Selective and sensitive quantification of glucagon in human plasma using microflow LC/Q-TOF MS

Significance of the topic

Accurate measurement of glucagon, a key hormone in blood glucose regulation, is critical for understanding and managing diabetes. Conventional immunoassays often suffer from cross-reactivity with structurally related peptides derived from proglucagon, limiting specificity. A sensitive, interference-free analytical method would enable reliable quantification of endogenous glucagon levels in clinical and research settings.

Objectives and study overview

The study aimed to develop a streamlined sample-preparation protocol and a high-sensitivity microflow liquid chromatography coupled to quadrupole time-of-flight mass spectrometry (microflow LC-Q-TOF MS) method to selectively quantify intact glucagon in human plasma. Key goals included minimizing peptide degradation, reducing matrix effects, and achieving detection limits below physiological concentration ranges.

Methodology

Samples of human plasma (500 μL) were collected into tubes containing a protease inhibitor cocktail to prevent peptide degradation. After acidification with acetic acid, samples were subjected to solid-phase extraction on an anion-exchange cartridge (EVOLUTE EXPRESS AX). The eluate was concentrated and reconstituted for microflow LC analysis.

Instrumentation used

• Liquid chromatograph: Nexera Mikros microflow system
• Analytical column: HALO C18, 2.7 μm, 0.2 mm ID × 100 mm
• Trap column: L-Column2 C8, 5 μm, 0.2 mm ID × 100 mm
• Mass spectrometer: LCMS-9030 Q-TOF with microflow electrospray ionization
• Flow rates: 3 μL/min for analysis; 20 μL/min trap loading
• Gradient: binary 0.1% formic acid in water and acetonitrile

Main results and discussion

Intact glucagon was detected as multiply charged ions (3+ to 5+). The microflow LC-ESI configuration delivered a ten-fold sensitivity improvement over semi-microflow setups. The lower limit of detection for glucagon was estimated at 10 pM, well below normal plasma concentrations (10–50 pM). Calibration was linear from 10 to 10 000 pM (r2 > 0.999) with accuracy within 93–104% and relative standard deviations below 5%. Endogenous glucagon in pooled human plasma was quantified reliably within physiological ranges.

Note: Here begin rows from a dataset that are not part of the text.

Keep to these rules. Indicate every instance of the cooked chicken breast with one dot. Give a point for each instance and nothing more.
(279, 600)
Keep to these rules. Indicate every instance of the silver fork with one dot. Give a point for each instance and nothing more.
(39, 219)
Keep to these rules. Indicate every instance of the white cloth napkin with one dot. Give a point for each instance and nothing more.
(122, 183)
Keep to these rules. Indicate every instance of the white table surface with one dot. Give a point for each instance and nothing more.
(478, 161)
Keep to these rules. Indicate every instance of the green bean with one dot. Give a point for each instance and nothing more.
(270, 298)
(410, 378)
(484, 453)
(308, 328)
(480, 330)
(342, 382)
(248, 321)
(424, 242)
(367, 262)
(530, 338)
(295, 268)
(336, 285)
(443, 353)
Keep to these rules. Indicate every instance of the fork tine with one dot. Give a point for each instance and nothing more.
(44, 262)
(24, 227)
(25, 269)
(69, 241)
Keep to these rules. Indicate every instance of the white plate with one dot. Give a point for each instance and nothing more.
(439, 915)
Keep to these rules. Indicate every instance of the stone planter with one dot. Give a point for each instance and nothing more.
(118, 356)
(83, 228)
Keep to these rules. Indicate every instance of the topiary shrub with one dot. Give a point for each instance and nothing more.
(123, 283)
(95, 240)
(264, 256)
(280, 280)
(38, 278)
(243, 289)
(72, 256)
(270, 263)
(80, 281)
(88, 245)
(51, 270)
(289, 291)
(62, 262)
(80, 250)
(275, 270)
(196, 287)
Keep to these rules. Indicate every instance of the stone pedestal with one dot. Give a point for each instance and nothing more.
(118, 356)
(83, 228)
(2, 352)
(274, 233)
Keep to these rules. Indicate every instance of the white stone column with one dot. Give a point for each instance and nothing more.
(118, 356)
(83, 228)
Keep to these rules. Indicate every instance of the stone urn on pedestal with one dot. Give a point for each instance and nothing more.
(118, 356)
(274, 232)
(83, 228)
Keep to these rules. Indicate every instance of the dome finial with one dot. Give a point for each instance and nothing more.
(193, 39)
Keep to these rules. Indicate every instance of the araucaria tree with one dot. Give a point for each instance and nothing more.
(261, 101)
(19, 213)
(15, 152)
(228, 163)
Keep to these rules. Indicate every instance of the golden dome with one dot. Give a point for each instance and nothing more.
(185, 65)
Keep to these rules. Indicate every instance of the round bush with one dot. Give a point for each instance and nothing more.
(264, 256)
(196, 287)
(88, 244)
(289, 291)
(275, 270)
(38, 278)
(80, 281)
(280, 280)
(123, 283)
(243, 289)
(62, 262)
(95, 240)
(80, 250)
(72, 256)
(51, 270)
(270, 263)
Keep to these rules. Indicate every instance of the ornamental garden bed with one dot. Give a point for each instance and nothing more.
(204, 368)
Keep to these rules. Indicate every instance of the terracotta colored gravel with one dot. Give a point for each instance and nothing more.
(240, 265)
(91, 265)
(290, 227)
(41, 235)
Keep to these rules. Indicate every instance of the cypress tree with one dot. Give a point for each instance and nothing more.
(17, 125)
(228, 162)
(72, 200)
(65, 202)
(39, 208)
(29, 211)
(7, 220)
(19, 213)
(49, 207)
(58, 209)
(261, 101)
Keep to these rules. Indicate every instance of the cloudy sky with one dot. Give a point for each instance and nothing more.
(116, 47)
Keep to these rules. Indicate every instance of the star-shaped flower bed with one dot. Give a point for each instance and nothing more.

Benefits and practical applications

• Highly selective quantification of glucagon without cross-interference from related peptides
• Sensitivity sufficient to measure low-picomolar endogenous levels
• Streamlined sample preparation compatible with routine laboratory workflows
• Potential use in clinical research, drug development, and QA/QC of peptide therapeutics

Future trends and potential applications

Future developments may include automated on-line sample cleanup, multiplexed analysis of multiple peptide hormones in a single run, and miniaturized platforms for point-of-care testing. Integration with data-independent acquisition modes and further enhancements in mass spectrometer speed and resolution could expand applications to broader biomarker panels.

Conclusion

The described microflow LC-Q-TOF MS method, combined with a simplified solid-phase extraction protocol, enables sensitive and selective quantification of intact glucagon in human plasma. The approach overcomes limitations of immunoassays and offers a robust tool for diabetes research and clinical studies.